España exigirá que los contratos de extranjeros aclaren quién pagará su regreso
La nueva normativa obligará a las empresas radicadas en España a detallar las condiciones de retorno y quién asumirá el costo del viaje. Trabajo sostiene que normalmente deberá pagarlo el empleador y exigirá que la información sea traducida cuando resulte necesario.

El Gobierno español obligará a las empresas a incluir en los contratos de trabajadores extranjeros las condiciones para su regreso al país de origen cuando este resulte necesario.
La documentación deberá indicar cuándo termina el trabajo, cómo se producirá el retorno y quién asumirá el costo del traslado.
El Ministerio de Trabajo aclaró que la norma exige principalmente ofrecer información transparente y no establece una repatriación automática de todos los extranjeros contratados.
La empresa deberá identificar quién paga
La nueva regulación obligará a especificar expresamente quién tendrá que cubrir los gastos del viaje de regreso.
Fuentes del Ministerio de Trabajo señalaron que “lo normal” será que ese costo sea asumido por la empresa contratante.
Esto ocurriría especialmente cuando una compañía contrate al trabajador mientras todavía se encuentre en su país y esté previsto que regrese una vez finalizada la actividad.
La medida alcanza a trabajadores temporales
La regla podría aplicarse, por ejemplo, a trabajadores contratados en países africanos para participar temporalmente en campañas agrícolas españolas.
En casos como la recogida de la fresa, la empresa tendría que informar desde el contrato las condiciones del retorno y, normalmente, pagar el traslado al terminar la campaña.
El objetivo es evitar que una persona quede en un país extranjero sin saber cómo podrá regresar a su lugar de origen.
No se limita a extranjeros de fuera de Europa
La normativa alcanzará tanto a ciudadanos comunitarios como a trabajadores procedentes de países ajenos a la Unión Europea.
Lo determinante será que exista un contrato con una empresa radicada en España y que el empleo requiera un traslado internacional.
Las condiciones deberán quedar establecidas previamente y ser comunicadas de manera comprensible al trabajador.
También protege a españoles enviados al exterior
La obligación no beneficiará únicamente a extranjeros trasladados a España.
También se aplicará a ciudadanos españoles enviados por sus empresas a trabajar en otros países.
En esos casos, el contrato deberá explicar las condiciones previstas para su regreso y quién asumirá los gastos correspondientes.
Los contratos deberán ser traducidos
La vicepresidenta segunda y ministra de Trabajo, Yolanda Díaz, anunció que las condiciones laborales deberán explicarse de manera completa a los trabajadores migrantes.
Las empresas tendrán que proporcionar las traducciones necesarias para que cada persona pueda comprender el contenido del contrato.
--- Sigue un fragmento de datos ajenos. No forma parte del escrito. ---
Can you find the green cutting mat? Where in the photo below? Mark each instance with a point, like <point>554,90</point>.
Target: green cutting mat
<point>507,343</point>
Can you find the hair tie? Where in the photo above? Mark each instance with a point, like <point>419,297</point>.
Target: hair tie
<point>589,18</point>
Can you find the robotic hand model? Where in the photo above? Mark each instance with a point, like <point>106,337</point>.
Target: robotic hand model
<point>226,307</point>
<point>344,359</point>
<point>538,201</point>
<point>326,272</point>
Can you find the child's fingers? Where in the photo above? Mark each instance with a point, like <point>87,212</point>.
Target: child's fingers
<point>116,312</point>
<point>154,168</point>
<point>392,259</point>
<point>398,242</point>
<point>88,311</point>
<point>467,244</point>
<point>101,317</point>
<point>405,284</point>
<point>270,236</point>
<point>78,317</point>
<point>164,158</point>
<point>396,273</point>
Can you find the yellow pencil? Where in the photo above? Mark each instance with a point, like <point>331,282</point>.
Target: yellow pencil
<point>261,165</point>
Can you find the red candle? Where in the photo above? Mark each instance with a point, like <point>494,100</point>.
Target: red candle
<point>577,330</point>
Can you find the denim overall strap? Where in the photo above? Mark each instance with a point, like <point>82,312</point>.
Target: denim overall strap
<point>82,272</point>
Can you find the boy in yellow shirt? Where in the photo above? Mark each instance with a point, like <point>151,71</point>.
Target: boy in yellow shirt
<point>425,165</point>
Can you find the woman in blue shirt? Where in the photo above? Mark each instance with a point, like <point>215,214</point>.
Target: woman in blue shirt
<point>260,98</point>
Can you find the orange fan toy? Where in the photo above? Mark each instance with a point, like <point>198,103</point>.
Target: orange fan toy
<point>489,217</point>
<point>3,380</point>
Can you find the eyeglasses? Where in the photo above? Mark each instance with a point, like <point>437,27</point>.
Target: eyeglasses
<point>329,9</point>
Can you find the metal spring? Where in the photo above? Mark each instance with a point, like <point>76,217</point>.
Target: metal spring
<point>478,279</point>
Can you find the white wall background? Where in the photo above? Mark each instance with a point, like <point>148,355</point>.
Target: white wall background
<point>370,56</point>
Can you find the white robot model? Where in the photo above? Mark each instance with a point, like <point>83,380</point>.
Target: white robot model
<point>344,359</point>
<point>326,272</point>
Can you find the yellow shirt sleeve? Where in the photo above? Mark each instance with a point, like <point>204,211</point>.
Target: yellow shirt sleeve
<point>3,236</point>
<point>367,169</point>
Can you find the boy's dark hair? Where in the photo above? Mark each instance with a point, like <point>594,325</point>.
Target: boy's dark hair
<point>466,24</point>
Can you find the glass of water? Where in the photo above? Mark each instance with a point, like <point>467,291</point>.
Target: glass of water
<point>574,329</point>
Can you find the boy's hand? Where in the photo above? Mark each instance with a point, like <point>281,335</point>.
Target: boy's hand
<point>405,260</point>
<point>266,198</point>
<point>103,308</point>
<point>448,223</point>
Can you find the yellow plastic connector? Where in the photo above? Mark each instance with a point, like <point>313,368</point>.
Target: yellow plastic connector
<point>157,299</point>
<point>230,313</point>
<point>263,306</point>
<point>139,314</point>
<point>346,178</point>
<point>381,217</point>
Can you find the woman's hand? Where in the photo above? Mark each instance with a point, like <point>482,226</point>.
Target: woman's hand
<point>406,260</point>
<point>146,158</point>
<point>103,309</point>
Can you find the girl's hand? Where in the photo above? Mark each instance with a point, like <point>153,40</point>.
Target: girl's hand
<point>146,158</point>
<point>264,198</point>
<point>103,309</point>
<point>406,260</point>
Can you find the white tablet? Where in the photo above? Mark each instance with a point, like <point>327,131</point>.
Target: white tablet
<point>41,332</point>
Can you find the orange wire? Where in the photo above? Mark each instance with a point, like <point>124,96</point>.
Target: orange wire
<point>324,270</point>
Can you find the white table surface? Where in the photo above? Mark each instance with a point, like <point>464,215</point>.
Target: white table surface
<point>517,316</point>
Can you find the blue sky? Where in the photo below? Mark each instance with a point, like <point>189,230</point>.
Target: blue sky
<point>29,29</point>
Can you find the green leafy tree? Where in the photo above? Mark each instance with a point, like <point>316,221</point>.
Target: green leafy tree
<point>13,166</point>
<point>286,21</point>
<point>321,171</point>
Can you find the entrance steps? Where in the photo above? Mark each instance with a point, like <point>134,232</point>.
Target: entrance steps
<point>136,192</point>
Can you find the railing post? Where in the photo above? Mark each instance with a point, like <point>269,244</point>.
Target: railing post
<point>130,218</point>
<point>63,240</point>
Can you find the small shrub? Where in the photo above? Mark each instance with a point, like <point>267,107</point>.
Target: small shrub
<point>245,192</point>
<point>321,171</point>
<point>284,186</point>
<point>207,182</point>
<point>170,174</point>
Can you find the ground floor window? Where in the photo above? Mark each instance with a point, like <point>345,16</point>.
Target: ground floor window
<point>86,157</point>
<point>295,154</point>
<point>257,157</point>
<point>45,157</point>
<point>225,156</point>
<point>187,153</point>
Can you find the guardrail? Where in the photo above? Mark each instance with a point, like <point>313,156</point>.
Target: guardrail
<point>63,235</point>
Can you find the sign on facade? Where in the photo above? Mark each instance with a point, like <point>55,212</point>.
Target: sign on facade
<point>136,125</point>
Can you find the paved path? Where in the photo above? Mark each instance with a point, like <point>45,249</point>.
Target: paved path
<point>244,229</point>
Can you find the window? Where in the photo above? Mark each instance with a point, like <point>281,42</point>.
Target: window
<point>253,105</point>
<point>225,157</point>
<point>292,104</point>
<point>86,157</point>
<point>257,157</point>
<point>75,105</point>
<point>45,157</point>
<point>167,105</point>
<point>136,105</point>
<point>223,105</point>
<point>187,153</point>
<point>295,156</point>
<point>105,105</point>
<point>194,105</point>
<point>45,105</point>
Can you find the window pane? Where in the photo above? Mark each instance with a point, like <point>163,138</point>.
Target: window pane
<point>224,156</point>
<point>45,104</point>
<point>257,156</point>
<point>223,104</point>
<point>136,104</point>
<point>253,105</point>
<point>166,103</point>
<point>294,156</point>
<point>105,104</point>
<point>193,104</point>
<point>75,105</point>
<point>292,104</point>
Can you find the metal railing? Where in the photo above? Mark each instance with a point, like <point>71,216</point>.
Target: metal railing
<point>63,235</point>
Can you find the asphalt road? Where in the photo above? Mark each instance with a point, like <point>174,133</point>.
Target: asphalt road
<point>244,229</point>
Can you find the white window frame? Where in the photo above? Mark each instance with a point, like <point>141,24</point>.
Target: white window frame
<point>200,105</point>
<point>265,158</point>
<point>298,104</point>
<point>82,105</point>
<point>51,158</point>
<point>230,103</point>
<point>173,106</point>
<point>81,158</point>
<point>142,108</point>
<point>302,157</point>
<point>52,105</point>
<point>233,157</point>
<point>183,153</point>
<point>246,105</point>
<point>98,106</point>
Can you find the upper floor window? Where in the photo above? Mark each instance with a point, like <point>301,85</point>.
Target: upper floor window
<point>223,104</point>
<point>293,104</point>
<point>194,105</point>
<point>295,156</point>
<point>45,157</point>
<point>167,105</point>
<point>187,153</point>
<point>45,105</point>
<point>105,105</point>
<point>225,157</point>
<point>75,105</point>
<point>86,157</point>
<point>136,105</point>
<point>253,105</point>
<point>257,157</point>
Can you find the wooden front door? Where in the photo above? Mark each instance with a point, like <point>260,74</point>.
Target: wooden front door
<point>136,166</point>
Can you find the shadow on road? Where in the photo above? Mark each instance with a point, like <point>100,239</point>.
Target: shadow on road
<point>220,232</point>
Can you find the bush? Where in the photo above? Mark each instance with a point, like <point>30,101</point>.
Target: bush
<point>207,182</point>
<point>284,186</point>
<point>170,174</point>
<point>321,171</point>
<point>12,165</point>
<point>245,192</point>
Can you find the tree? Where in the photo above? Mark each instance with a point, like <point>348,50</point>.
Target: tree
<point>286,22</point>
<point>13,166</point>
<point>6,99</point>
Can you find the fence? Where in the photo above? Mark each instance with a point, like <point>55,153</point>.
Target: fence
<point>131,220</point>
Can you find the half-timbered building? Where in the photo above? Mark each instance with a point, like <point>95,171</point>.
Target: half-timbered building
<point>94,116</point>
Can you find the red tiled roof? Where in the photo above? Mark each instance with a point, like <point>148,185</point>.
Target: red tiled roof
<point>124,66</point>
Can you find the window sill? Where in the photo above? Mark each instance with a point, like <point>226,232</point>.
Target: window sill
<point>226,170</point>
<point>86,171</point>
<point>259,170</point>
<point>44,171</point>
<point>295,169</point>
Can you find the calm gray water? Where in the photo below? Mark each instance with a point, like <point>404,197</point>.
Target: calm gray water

La exigencia busca impedir que la barrera del idioma deje a los trabajadores sin información suficiente sobre sus funciones, derechos, duración del empleo y regreso.
Una adaptación de la normativa europea
La medida forma parte de la incorporación al derecho español de una directiva de la Unión Europea sobre condiciones laborales transparentes y previsibles.
Esta transposición adapta a España las bases aprobadas previamente por las instituciones comunitarias.
La legislación busca que los trabajadores conozcan con claridad las características de su empleo antes de comenzar la actividad o trasladarse a otro país.
Qué deberá indicar el contrato
La documentación deberá incluir las condiciones de retorno cuando estas sean necesarias.
Entre los datos centrales estarán el momento en que finaliza el empleo, el medio previsto para volver al país de origen y la persona o entidad responsable del costo.
El Ministerio de Trabajo insiste en que se trata de una garantía informativa destinada a reducir la incertidumbre de quienes aceptan trabajos fuera de su país.
No equivale a una deportación
La denominada cláusula de “repatriación” se refiere al regreso laboral previsto al finalizar un contrato o una actividad temporal.
La medida no constituye por sí misma un procedimiento de expulsión migratoria ni significa que todos los trabajadores extranjeros deban abandonar España.
Su finalidad es dejar establecidas de antemano las condiciones aplicables cuando el retorno forme parte del acuerdo laboral.
Nuevas obligaciones para las empresas
Las compañías deberán revisar sus modelos de contratación internacional para incorporar toda la información exigida.
También tendrán que garantizar traducciones adecuadas y definir con anticipación los costos del regreso.
Con estas medidas, el Gobierno busca aumentar la transparencia y ofrecer mayor protección a las personas que se trasladan a otro país por motivos laborales.